March rarely arrives gently in our part of the world. Winter does not simply step aside. The ground softens unevenly. Snow melts in one place while lingering stubbornly in another. Wind sweeps across open fields, and storms move through without much warning. Some days feel like spring, while others remind us that winter has not finished its work. 

It can be hard to tell what season we are truly in, but if we pay attention, small changes begin to appear. The light lingers longer in the evening. Water begins to move again along the edges of fields and roads. The soil loosens beneath the surface. Life that has been held through the long cold months begins, slowly, to stir. 

Scripture speaks often about seasons like this. Ecclesiastes reminds us that there is “a time for every matter under heaven,” naming time itself as part of God’s ordering of the world. Jesus once described the kingdom of God in similarly patient terms. In the Gospel of Mark, he tells of a farmer who scatters seed on the ground and then simply continues with the rhythm of his days, sleeping and rising, night and day, while the seed sprouts and grows, though “he does not know how” (Mark 4:27). 

Something important is happening beneath the surface, even when the signs are difficult to read. 

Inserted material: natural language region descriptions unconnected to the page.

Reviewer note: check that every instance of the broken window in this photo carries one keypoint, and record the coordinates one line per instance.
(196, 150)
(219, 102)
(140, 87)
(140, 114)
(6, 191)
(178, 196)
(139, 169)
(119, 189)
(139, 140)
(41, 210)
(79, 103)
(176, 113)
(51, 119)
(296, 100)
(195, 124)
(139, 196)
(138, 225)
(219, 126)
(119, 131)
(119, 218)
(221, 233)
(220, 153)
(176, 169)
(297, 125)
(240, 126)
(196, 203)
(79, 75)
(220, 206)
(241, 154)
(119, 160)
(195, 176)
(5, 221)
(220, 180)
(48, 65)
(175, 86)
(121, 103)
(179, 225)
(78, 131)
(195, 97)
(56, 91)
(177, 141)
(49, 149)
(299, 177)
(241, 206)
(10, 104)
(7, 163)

Perhaps that is especially important to remember in a time when many of the headlines around us speak of conflict, division, and uncertainty. The Brethren tradition has long believed that peace does not begin with governments or armies, but with communities willing to live differently: patiently, deliberately, and with care for one another. 

Living this way asks something of us. As the world grows louder with the language of conflict and retaliation, the church is called to practice something different. We are called to resist the habits of hostility, to speak with care when others speak with anger, and to remember that the work of peace begins close at hand: in the ways we treat one another, the ways we listen, and the ways we choose mercy over fear. Perhaps this, too, is part of what it means to be Kindled Anew

March rarely tells us exactly what the coming season will hold, but it does offer small signs that the story is still unfolding; and sometimes, those first signs are enough.